Marco Astori Redattore 

Le malelingue dicevano: «Berti esce e beve». E oggi?

«Come allora: bevo il giusto».

Ha mai pensato: avessi fumato o bevuto meno, avrei vinto di più?

«No, perché non ho mai esagerato. Cioè, una sera fatta bene ogni tanto la facevo. Ma una ogni tanto».

Del resto non tutti abitavano in Piazza Liberty.

«Milano era bellissima, anche se oggi è troppo incasinata e sto bene in centro a Piacenza. In quell’appartamento sono rimasto nove anni: duecentocinquanta metri quadri, con terrazza sul Duomo, se i muri potessero parlare... Ma appunto, non è che si faceva festa tutti i giorni, anche perché organizzare per cento persone non era una cosa così semplice. Il festaiolo ero sempre io, ma c’erano tanti compagni e tanti milanisti. Veniva anche Vialli da Torino».

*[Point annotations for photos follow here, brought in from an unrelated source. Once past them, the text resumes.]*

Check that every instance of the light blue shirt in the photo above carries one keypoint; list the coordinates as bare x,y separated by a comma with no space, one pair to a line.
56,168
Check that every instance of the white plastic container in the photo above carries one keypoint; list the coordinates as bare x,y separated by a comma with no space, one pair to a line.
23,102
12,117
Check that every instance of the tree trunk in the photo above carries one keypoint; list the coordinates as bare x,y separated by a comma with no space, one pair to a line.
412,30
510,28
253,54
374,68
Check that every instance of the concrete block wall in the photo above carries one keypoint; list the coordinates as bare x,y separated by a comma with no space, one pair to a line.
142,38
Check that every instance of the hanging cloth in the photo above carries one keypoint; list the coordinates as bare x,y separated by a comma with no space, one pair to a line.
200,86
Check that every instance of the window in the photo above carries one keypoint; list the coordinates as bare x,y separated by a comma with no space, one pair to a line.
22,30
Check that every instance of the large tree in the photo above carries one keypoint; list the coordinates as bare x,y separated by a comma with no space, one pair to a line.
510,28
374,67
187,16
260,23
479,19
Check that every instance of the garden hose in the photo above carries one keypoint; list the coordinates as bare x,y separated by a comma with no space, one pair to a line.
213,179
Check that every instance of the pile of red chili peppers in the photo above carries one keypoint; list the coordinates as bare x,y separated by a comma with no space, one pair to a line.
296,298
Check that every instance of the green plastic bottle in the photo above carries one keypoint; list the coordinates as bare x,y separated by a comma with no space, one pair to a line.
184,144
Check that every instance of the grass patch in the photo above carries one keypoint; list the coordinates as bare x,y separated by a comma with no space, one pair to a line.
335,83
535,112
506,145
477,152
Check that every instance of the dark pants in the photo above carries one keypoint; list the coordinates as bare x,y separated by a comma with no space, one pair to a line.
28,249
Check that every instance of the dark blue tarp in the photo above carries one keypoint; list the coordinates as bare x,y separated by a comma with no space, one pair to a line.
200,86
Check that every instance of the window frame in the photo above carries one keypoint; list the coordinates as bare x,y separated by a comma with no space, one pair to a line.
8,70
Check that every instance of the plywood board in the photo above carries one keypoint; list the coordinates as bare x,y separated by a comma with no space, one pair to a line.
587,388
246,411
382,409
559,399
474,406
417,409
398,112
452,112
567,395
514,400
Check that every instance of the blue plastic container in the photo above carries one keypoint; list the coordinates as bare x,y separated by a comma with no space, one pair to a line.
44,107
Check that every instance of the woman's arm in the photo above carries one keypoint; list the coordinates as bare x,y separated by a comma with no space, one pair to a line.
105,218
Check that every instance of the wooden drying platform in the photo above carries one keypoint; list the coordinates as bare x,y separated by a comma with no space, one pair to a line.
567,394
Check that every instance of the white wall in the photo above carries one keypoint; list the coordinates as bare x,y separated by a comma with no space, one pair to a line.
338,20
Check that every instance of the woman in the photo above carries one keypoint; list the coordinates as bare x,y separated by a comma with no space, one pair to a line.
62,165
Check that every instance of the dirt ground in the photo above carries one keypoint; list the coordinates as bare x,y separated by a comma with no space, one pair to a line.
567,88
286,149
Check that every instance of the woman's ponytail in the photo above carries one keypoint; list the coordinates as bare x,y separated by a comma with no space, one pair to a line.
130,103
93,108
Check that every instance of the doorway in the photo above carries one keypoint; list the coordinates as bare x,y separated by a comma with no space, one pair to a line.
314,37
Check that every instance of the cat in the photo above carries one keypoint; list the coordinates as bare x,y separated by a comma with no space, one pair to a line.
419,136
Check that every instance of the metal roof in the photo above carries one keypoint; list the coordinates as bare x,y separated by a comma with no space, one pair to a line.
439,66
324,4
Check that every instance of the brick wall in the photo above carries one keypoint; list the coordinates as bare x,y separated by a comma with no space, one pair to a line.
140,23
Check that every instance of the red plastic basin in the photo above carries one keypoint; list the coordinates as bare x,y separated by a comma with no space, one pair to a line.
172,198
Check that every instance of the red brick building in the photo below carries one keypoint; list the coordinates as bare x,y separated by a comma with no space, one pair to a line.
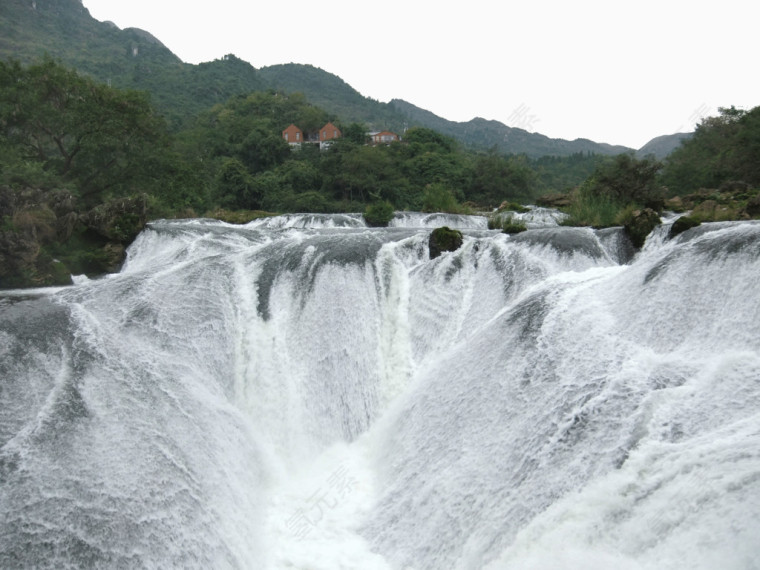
293,135
384,137
329,132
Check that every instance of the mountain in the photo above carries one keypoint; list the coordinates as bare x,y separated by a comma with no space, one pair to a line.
662,146
133,58
483,133
129,58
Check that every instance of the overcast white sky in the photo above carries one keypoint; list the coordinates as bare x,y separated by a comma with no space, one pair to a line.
613,72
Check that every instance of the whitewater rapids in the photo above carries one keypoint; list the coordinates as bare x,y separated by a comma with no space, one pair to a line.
306,392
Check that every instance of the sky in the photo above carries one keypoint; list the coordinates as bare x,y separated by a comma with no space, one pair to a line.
615,72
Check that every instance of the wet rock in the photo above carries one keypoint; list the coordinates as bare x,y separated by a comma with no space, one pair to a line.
640,225
444,239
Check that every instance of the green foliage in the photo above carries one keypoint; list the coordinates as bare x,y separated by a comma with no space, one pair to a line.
438,197
235,186
68,130
626,179
378,214
723,148
589,208
497,178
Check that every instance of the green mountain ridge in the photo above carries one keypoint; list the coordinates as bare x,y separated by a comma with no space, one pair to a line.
133,58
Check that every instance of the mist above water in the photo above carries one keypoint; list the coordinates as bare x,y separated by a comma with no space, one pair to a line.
307,392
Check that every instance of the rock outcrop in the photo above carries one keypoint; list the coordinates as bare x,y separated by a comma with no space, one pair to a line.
444,239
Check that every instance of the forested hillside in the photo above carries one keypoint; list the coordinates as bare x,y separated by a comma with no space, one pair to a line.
134,59
125,132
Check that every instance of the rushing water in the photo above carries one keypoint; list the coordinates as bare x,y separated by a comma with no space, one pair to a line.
305,392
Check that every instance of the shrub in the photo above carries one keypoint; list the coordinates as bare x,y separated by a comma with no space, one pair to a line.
439,198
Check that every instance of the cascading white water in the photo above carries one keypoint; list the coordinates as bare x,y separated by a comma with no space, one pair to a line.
284,396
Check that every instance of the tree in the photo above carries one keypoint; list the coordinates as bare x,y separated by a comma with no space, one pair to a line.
723,148
235,186
95,137
627,179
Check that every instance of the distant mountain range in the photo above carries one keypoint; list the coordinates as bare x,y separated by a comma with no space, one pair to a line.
133,58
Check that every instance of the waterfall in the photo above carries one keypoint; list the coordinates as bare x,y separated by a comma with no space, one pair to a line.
307,392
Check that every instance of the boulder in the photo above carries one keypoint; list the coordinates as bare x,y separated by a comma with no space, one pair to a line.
444,239
640,225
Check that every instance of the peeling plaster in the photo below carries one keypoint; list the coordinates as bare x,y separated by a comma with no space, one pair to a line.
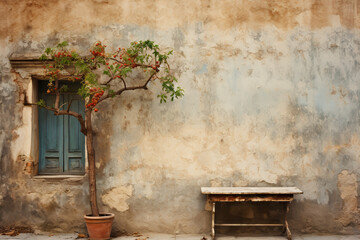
117,198
348,187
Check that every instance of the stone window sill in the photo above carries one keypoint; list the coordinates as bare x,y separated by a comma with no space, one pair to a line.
59,177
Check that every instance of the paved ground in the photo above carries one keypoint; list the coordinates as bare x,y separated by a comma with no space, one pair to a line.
158,236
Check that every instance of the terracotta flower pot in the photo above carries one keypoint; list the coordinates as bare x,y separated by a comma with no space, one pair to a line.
99,228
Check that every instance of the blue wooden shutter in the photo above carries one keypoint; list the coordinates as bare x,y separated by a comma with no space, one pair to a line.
62,145
51,136
74,140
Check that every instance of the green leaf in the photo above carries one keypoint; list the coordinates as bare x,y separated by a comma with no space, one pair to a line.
43,57
48,50
41,103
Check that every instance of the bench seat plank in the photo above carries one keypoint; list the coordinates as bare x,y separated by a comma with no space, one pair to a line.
250,190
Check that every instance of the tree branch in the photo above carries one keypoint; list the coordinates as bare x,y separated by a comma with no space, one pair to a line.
144,86
63,112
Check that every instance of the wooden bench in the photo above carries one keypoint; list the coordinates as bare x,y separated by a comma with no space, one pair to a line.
251,194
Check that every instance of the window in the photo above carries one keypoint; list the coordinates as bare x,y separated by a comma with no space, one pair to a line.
61,144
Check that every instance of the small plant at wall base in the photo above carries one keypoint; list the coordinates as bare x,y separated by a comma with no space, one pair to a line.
104,76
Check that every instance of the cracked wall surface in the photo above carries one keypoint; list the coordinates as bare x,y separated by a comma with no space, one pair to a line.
271,99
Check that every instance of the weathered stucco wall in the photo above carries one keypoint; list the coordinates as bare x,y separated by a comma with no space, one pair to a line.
272,99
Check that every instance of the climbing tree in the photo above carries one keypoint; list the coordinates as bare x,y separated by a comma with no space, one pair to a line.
104,76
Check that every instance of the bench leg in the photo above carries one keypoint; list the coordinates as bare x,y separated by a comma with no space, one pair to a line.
286,225
213,222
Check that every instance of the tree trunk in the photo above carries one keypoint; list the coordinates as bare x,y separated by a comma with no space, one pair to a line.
91,161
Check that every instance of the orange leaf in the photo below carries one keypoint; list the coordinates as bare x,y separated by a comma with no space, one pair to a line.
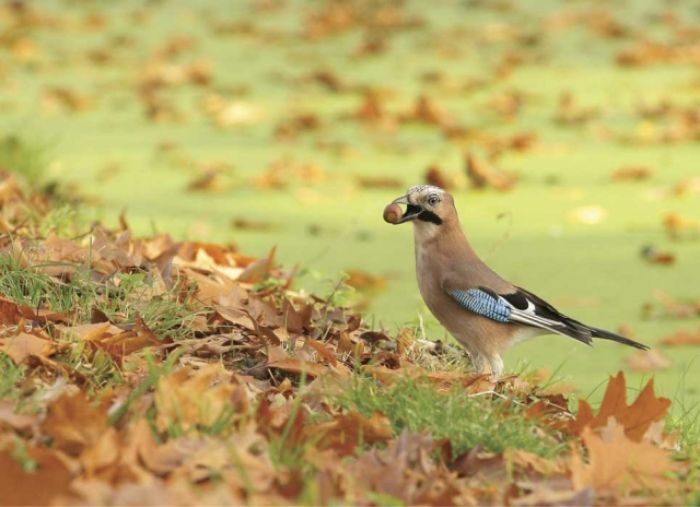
23,345
618,464
635,418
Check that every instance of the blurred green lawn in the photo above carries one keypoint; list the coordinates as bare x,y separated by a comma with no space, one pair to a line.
260,60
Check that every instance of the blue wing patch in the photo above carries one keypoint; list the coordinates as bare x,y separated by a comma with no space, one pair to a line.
482,303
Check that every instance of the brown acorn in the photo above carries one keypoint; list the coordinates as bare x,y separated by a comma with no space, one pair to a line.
392,213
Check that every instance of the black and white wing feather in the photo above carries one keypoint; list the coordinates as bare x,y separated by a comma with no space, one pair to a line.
523,307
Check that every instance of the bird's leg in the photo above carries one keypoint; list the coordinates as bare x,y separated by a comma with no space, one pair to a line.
496,366
478,362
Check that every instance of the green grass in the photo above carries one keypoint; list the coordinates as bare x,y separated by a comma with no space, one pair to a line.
488,421
122,298
115,155
10,377
27,159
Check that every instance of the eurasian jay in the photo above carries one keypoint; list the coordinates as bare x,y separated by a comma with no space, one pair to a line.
484,312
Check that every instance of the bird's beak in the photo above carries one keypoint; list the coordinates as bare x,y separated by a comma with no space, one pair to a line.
412,210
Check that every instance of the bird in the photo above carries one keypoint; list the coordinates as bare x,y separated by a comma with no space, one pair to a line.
484,312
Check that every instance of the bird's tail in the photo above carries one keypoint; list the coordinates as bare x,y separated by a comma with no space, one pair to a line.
607,335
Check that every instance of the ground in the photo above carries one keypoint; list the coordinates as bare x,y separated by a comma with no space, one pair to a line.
197,118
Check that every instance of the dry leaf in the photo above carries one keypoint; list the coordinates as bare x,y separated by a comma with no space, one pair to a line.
24,345
618,465
636,418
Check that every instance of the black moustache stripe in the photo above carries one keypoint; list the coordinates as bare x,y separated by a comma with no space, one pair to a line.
429,216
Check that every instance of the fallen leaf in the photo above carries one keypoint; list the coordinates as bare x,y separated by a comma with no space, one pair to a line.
619,465
74,423
189,399
346,431
589,215
654,256
24,345
632,173
636,418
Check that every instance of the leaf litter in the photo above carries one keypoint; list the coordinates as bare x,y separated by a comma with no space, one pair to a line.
232,399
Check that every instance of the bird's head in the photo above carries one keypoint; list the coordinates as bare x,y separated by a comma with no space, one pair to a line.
426,205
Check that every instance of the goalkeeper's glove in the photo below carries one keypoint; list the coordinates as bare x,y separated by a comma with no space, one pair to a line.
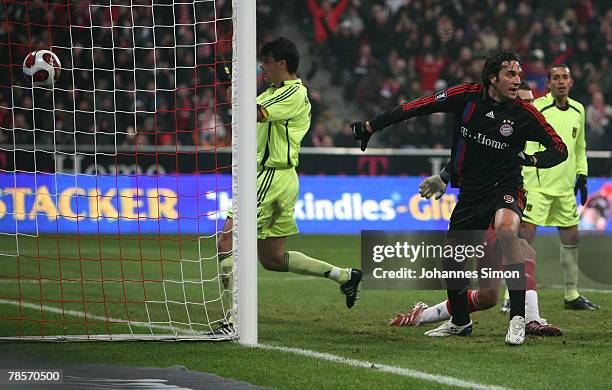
581,186
526,159
361,134
223,70
433,185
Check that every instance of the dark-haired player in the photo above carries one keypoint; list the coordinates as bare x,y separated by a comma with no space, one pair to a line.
483,298
491,130
551,194
283,118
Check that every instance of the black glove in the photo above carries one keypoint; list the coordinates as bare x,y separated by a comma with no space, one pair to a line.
361,134
526,159
223,70
581,185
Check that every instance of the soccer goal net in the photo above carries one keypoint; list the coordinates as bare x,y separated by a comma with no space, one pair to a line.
116,179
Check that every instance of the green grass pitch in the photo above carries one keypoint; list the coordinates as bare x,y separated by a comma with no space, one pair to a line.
294,311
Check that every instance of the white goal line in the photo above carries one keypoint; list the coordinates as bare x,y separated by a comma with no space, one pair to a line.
375,367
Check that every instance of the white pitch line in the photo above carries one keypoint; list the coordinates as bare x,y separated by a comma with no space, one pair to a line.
406,372
80,314
560,287
441,379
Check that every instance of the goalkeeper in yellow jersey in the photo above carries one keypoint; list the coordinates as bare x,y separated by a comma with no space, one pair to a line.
283,118
551,193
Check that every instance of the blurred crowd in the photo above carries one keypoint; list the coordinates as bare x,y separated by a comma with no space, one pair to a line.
131,75
145,74
382,53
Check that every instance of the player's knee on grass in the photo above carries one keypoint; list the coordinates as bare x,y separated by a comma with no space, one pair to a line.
488,298
507,238
527,231
527,250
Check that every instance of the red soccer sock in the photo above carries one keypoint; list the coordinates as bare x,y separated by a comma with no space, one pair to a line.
530,274
473,302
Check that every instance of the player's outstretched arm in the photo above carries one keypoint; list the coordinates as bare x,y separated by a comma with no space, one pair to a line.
434,185
451,100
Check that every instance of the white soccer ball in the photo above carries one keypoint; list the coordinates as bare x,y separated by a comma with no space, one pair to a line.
43,67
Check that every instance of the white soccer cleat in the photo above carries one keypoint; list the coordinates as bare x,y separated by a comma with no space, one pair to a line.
412,318
516,331
450,329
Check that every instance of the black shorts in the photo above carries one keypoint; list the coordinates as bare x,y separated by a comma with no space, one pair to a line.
470,215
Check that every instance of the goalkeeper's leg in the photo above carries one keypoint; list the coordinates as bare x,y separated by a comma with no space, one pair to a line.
274,257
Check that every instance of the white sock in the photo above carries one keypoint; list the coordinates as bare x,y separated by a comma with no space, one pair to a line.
532,311
435,313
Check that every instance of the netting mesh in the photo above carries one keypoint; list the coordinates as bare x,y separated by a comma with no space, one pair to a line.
112,187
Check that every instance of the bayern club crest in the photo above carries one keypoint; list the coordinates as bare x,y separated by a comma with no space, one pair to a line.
506,128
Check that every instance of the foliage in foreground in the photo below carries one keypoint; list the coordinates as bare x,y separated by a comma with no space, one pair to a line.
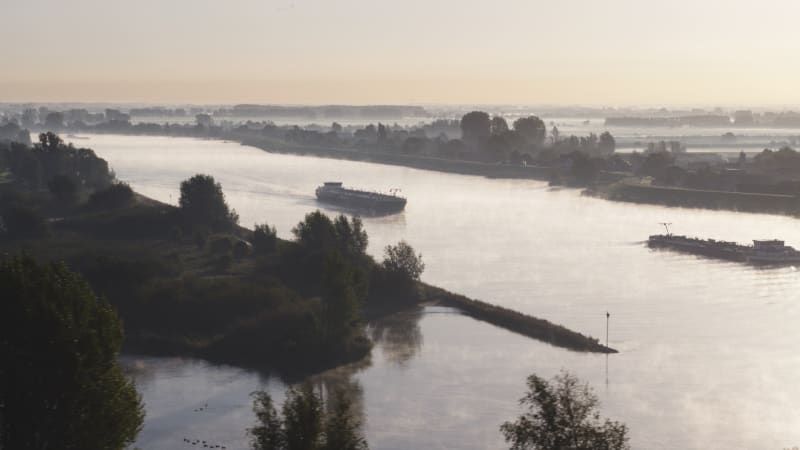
63,388
305,423
562,415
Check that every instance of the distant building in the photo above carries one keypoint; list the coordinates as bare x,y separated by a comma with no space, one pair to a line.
743,118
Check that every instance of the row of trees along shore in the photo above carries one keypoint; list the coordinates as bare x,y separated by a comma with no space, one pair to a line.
477,136
188,280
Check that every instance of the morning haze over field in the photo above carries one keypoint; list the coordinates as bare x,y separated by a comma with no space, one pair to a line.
351,225
447,51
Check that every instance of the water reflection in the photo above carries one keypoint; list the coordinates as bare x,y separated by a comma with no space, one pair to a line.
398,336
708,348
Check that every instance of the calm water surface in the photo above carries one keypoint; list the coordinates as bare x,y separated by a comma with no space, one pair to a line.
708,349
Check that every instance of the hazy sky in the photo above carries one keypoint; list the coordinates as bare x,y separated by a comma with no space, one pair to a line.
612,52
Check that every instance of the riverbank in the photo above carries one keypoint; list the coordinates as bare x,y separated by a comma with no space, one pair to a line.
636,191
609,185
183,294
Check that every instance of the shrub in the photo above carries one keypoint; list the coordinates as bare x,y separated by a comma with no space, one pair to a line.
63,188
20,221
114,196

Tra le sue frasi celebri c’è questa: «Sono antipatico perché la gente non sopporta di vedere uno che si diverte». Che ne pensa?

«Vale ancora oggi. Anche ai miei compagni davo un po’ fastidio a volte, perché guadagnavo tanto, sorridevo sempre, e mi permettevo di andare a bere una birra al pub, anche due. E qualche volte è capitato che alla domenica sbagliassi la partita».

Per lei, a differenza di altri, il calcio era una festa?

«Il giorno del derby lo zio Bergomi era tutto incupito perché doveva marcare Van Basten e ogni tanto lo prendo ancora in giro per questo. Io non vedevo l’ora di trovarmi davanti a quella folla: San Siro per me era la gioia assoluta».

Ogni tanto gliela facevano pagare?

«Per scherzo mi hanno bruciato un paio di scarpe da squash a cui tenevo molto. Le avevo indossate per due mesi di fila: l’ideatore fu Pagliuca».